The first hard task in this function is to make the output filename from the input filename that was passed in. You can break it into two pieces by splitting on the dot or by using the index method and slicing. Then put it back together again using string concatenation.
We are also working with files in this one. To open a file with a filename stored in the variable fname, in read mode use the open function as such: fp = open(fname). You will need to open the output file in write mode: open(fname, w). Then you can traverse the input file line-by-line with this syntax: for line in fp:. To write to an output file, use the write method: fp_out.write(line).

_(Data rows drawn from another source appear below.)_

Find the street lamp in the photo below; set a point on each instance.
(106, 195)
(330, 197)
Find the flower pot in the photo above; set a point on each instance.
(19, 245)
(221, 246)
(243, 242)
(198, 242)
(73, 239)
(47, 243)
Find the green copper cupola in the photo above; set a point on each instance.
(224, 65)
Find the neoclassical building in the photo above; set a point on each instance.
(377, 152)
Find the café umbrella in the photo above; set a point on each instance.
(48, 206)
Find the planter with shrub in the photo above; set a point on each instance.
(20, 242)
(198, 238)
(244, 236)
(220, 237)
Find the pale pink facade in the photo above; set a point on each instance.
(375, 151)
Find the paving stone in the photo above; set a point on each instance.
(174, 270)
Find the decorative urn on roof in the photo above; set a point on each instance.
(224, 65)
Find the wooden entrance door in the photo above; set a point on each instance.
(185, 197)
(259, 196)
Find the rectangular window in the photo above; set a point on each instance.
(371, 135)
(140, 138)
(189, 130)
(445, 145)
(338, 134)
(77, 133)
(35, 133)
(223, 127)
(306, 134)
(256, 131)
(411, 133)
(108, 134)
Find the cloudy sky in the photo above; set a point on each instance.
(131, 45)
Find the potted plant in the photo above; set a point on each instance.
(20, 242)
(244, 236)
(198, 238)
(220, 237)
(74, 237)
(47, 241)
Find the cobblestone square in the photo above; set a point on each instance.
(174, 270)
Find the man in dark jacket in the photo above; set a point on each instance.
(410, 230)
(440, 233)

plagiarism: This Boolean function takes two filenames. If any line occurs in both files, return True. If not, return False. I suggest using nested loops. With nested loops, we call the loop that is in the body of the other loop, the inner loop. The loop that contains the inner loop is the outer loop. Open the second file inside the outer loop:
for line1 in file1: file2 = open(fname2) for line2 in file2:
Python only lets you read the file once per open, so you need this order of instructions. Make sure your return False is outside of both loops. Otherwise, you will only compare the first two lines of the files. Make sure you close the file that gets read repeatedly after the inner loop but still inside the outer loop.